京都在住シングルファーザーおじさんのつれづれ雑記帳

京都在住おじさんによる匿名の日記です。ネットのすみっこでひっそりと生きています。ただいまシングルファーザーとして生きてます。備忘録ブログ

アマゾンプライムの「三体」視聴完了。手塚治虫の「ワンダー3」を思い出した。

アマゾンプライムで見始めたテンセント版の「三体」。ついに視聴完了です。30話を一週間ほどで視聴…まぁ僕にしたら普通のペースですかね(笑)

 

2007年、北京オリンピック開催間近の中国。ナノ素材(マテリアル)の研究者・汪淼(ワン・ミャオ)は、突然訪ねてきた警官・史強(シー・チアン)によって正体不明の秘密会議に招集される。そこで世界各地で相次ぐ科学者の自殺と、知り合いの女性物理学者の死を知らされた汪淼。一連の自殺の陰に潜む学術組織“科学境界(フロンティア)”への潜入を依頼された彼は、科学境界の“主”を探るべく、史強とともに異星が舞台のVRゲーム「三体」の世界に入るが、そこにはある秘密が…。© TENCENT TECHNOLOGY BEIJING CO., LTD.

 

いやぁ、後半はペースがまた一気にあがってしまいました。最後はガッツリ面白かったです。人間への失望と人類の科学文明への警鐘というテーマですが、それをSFとして相当レベルの高いものとして仕上げています。文化大革命も、資本主義も、イデオロギーに関係なく人類は同じように自分(とそのまわり)さえよければいいと「利己的」に動き、その結果がこの状況を生んでいるという部分、これは古典的で根源的な人類への問いですが、人間である以上は必ず考えるべき問題だと思います。むしろ自然科学から見たときに「弱肉強食」は、まったく法則たりえませんからね。現実の自然は驚くほど調和と相互依存で成り立っていて「弱い」他の種を絶滅させるような種は、むしろ淘汰され存在できなくなるわけで…。そして、若干のネタバレ有りですが、宇宙人とはどういう存在か?宇宙の中で他の知的生命体が持ちうる哲学はどうなるか?という部分の意欲的な考察がこの「三体」の物語の魅力的な部分であるのです。僕はどちらかというと古典的に人類と次元の違う知的生命体のもつ倫理観は、非常に高いのではないか?と勝手に考えていた節がありました。つまりですね、ある種の手塚治虫の「ワンダー3」的な宇宙人観ですね↓

でも「三体」が示す現実は、宇宙はわたしたち地球人が思っている以上に過酷な世界だという指摘です。

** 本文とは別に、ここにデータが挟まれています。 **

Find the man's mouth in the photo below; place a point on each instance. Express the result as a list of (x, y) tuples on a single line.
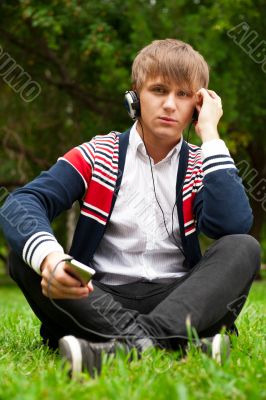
[(168, 119)]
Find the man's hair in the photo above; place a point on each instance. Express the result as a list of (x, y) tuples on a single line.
[(173, 60)]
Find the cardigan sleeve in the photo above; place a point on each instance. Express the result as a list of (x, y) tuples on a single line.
[(221, 207), (27, 213)]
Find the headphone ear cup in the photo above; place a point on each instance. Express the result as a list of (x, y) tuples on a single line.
[(132, 104)]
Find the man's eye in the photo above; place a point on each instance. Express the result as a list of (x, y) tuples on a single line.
[(159, 89), (182, 93)]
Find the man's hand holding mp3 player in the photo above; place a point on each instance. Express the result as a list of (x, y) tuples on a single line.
[(63, 283)]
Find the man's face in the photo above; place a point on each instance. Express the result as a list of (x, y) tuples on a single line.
[(166, 109)]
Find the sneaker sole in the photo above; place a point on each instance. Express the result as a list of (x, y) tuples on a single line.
[(70, 350), (220, 348)]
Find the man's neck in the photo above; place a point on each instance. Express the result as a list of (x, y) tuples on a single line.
[(157, 149)]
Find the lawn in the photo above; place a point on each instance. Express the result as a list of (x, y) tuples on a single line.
[(29, 370)]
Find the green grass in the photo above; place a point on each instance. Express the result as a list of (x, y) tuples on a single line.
[(29, 370)]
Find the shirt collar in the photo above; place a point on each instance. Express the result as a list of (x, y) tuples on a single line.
[(137, 145)]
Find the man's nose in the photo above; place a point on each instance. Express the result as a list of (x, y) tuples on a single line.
[(170, 102)]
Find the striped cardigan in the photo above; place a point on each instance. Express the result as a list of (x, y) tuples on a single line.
[(210, 198)]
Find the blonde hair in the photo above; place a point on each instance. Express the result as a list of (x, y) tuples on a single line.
[(173, 60)]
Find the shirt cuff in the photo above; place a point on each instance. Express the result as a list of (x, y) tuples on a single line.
[(37, 247), (214, 147)]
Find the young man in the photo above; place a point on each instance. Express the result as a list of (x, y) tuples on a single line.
[(145, 195)]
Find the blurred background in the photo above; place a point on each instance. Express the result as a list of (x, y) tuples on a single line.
[(65, 65)]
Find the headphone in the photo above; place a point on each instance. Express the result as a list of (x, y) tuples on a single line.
[(132, 104)]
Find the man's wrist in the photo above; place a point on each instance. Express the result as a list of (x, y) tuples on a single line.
[(209, 134)]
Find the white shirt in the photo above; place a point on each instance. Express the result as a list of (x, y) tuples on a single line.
[(136, 245)]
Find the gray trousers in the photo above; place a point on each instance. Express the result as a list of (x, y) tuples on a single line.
[(210, 296)]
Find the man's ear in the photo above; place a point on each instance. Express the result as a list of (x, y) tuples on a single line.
[(132, 104)]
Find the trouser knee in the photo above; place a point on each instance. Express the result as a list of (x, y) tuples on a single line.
[(246, 252)]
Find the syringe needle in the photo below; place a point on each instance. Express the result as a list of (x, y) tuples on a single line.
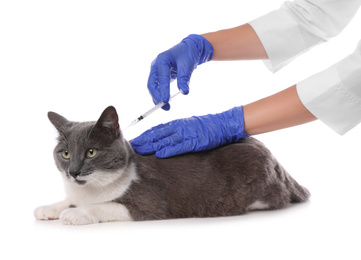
[(150, 111)]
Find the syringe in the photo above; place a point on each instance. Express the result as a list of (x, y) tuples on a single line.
[(155, 108)]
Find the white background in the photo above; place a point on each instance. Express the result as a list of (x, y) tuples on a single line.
[(78, 57)]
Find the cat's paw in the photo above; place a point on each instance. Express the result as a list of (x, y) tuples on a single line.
[(76, 216), (49, 212)]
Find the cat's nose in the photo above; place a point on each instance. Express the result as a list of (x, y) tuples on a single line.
[(74, 173)]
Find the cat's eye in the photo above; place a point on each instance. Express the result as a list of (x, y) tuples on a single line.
[(91, 153), (65, 154)]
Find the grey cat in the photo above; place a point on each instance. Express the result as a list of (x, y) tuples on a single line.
[(105, 180)]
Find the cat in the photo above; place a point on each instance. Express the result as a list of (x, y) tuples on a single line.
[(105, 180)]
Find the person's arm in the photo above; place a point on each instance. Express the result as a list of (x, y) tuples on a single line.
[(275, 112), (239, 43)]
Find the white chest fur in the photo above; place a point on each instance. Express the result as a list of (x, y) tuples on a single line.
[(100, 187)]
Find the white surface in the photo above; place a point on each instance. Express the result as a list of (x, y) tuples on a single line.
[(77, 57)]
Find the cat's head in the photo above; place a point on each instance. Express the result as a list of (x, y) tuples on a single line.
[(91, 152)]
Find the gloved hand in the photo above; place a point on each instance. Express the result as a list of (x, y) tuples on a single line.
[(192, 134), (177, 63)]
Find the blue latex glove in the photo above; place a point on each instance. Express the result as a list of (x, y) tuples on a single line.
[(192, 134), (177, 63)]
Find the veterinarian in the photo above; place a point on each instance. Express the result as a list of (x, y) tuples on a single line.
[(332, 96)]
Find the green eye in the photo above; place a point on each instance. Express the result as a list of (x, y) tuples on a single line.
[(91, 153), (65, 154)]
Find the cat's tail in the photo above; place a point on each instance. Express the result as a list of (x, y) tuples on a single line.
[(298, 193)]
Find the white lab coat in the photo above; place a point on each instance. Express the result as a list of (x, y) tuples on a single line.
[(333, 95)]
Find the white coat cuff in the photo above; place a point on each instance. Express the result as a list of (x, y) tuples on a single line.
[(283, 37), (334, 95)]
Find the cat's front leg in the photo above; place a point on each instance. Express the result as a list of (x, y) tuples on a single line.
[(96, 213), (51, 212)]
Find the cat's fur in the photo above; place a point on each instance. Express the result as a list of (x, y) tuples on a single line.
[(117, 184)]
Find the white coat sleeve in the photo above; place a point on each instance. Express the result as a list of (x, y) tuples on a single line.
[(334, 95), (300, 25)]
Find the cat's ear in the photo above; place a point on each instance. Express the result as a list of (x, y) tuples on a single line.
[(107, 125), (58, 121)]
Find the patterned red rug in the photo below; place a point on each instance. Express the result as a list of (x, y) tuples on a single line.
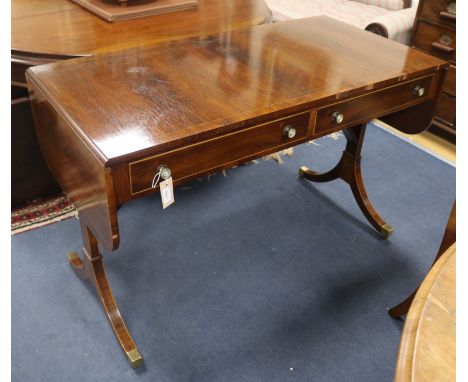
[(40, 213)]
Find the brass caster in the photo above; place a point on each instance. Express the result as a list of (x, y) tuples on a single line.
[(75, 260), (386, 231), (134, 358), (302, 171)]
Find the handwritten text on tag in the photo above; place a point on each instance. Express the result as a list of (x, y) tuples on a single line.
[(167, 192)]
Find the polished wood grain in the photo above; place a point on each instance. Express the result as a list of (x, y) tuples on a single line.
[(30, 177), (435, 32), (90, 267), (240, 146), (107, 123), (232, 79), (44, 31), (450, 237), (427, 349), (63, 29)]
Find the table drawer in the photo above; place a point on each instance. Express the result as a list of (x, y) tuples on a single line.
[(441, 11), (362, 109), (217, 153), (436, 40)]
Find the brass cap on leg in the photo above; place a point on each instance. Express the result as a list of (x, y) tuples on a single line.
[(386, 231), (302, 171), (134, 358)]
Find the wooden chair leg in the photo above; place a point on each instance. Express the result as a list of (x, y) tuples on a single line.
[(91, 267), (449, 238), (349, 170)]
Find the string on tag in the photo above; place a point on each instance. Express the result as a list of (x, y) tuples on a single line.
[(155, 181)]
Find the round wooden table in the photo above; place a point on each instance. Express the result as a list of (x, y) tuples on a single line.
[(427, 347), (44, 31)]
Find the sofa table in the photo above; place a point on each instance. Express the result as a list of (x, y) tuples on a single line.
[(52, 30), (111, 126)]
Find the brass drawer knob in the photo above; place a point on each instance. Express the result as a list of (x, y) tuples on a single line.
[(289, 132), (419, 91), (165, 172), (337, 117)]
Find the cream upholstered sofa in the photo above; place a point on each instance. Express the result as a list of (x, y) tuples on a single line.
[(390, 18)]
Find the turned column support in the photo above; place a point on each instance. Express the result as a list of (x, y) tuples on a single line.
[(449, 238)]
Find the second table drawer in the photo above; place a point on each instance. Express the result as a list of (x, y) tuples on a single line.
[(364, 108), (222, 151)]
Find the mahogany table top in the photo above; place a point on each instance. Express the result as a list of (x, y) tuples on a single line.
[(155, 98), (61, 28), (427, 348)]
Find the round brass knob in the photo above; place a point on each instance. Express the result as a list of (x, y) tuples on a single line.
[(337, 117), (289, 132), (419, 91), (165, 172)]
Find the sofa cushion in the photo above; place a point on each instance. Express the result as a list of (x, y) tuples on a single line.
[(350, 12), (391, 5)]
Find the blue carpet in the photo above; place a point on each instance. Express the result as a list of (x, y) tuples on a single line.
[(257, 276)]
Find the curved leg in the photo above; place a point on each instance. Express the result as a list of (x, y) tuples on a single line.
[(449, 238), (306, 173), (91, 267), (349, 169)]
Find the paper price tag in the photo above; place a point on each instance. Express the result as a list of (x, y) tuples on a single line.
[(167, 192)]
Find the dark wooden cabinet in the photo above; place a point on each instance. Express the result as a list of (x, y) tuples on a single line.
[(435, 33)]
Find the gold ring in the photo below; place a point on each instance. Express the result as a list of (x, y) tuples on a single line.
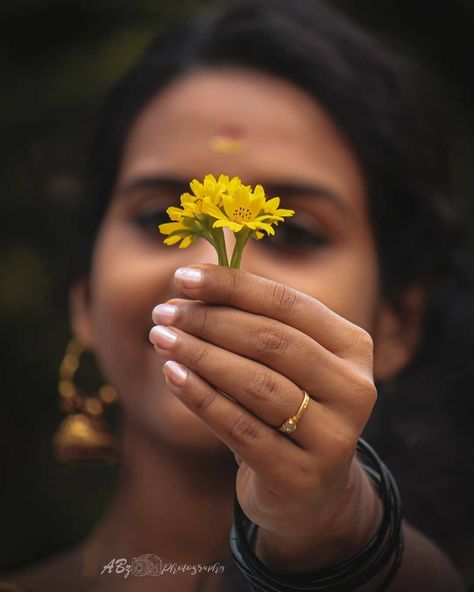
[(289, 425)]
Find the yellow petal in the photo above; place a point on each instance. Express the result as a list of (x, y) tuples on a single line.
[(272, 204), (187, 240)]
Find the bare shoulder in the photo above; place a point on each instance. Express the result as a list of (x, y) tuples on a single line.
[(59, 572)]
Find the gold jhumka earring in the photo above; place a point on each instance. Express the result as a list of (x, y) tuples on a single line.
[(83, 434)]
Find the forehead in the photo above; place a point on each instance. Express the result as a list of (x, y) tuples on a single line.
[(283, 133)]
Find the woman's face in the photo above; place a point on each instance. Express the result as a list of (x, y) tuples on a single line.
[(263, 130)]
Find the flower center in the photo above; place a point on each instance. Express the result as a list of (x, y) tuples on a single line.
[(242, 215)]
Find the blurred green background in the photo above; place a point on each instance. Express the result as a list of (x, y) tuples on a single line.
[(57, 60)]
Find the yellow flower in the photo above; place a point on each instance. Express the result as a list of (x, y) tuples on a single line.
[(178, 231), (244, 208), (211, 189)]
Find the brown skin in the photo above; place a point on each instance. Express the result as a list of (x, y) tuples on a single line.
[(293, 320)]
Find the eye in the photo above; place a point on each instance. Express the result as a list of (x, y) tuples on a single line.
[(296, 236), (151, 219)]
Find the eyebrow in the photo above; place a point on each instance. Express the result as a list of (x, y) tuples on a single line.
[(287, 188)]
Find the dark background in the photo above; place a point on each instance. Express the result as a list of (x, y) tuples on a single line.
[(57, 60)]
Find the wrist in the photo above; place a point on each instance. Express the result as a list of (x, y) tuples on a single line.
[(341, 529)]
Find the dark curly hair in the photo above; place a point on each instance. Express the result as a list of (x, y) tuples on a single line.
[(421, 424)]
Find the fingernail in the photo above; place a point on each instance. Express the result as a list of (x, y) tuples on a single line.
[(164, 313), (162, 337), (188, 276), (175, 372)]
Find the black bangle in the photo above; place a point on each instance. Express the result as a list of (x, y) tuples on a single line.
[(386, 545)]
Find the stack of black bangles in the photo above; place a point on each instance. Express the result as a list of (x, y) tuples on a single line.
[(386, 547)]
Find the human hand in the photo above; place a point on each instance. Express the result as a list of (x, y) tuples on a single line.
[(263, 343)]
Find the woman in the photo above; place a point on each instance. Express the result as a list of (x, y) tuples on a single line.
[(305, 104)]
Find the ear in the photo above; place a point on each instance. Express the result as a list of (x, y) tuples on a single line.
[(80, 314), (397, 333)]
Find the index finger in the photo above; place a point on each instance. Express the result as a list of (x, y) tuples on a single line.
[(217, 284)]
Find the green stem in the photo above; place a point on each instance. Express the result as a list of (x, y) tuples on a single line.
[(241, 239), (220, 246)]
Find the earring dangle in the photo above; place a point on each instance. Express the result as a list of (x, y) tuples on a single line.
[(83, 434)]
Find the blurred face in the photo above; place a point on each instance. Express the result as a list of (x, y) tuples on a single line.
[(266, 131)]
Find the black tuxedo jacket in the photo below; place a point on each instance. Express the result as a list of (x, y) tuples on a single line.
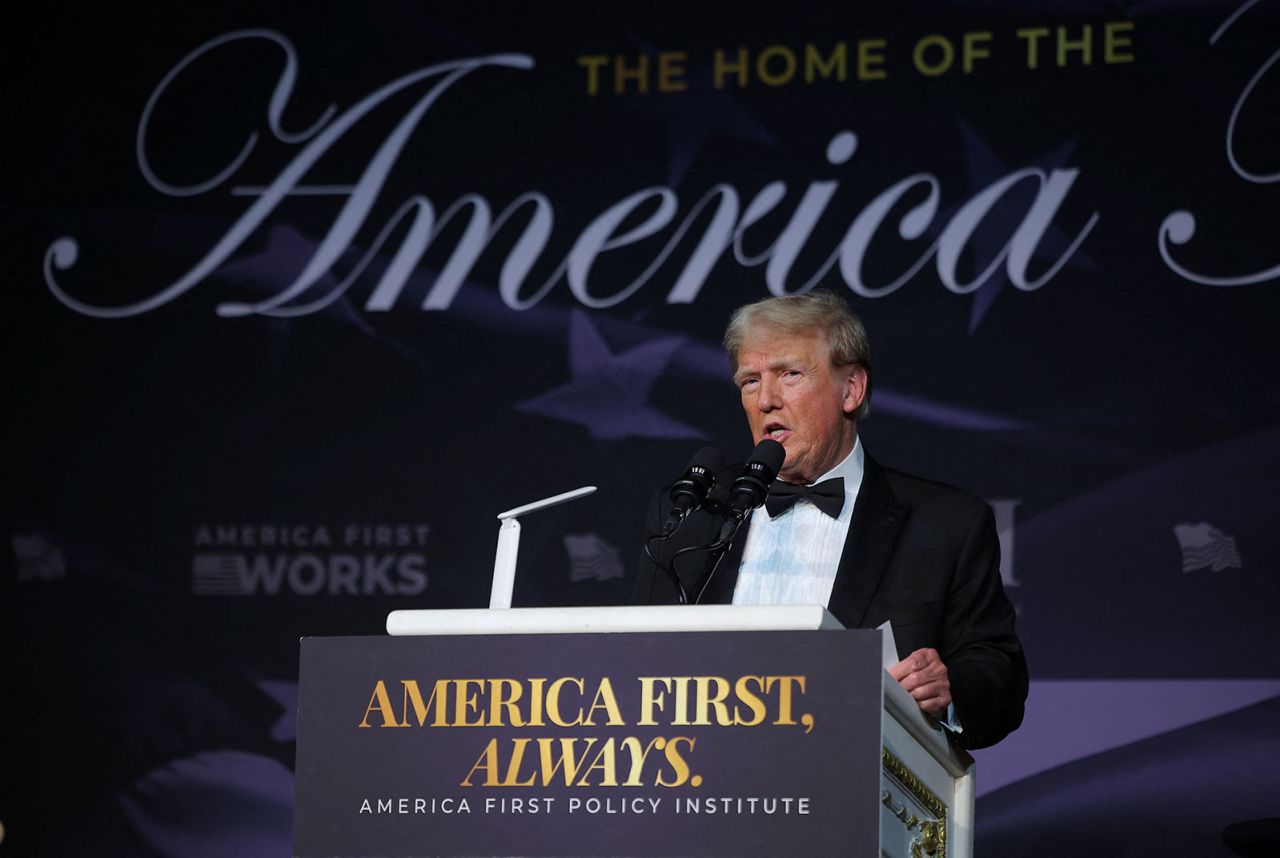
[(919, 553)]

その中で育ってきた知的生命体は果たしてどんな倫理観を持つのか?自分たちの「種」を生かす、守るという点において地球人の想像以上に利己的な存在として「三体人」は登場します。そしてそれは第一部のラストにおいて決定づけられます。自分でどう思っているかは別にして、私たちの能力も思考も、大きな環境に決定的に左右されています。自分で決めれることは僅かで、人は生まれつき基本的に不平等です。それを宇宙レベルでみたらどうなるか?という思考実験を「三体」はしているようにも思うのです。そして科学には哲学が必要だということも「三体」をみると考えざるをえませんね。「三体」が示すように、人類に絶望した未熟な人間が決定権を握った時に恐ろしい結果が待ち受けています…。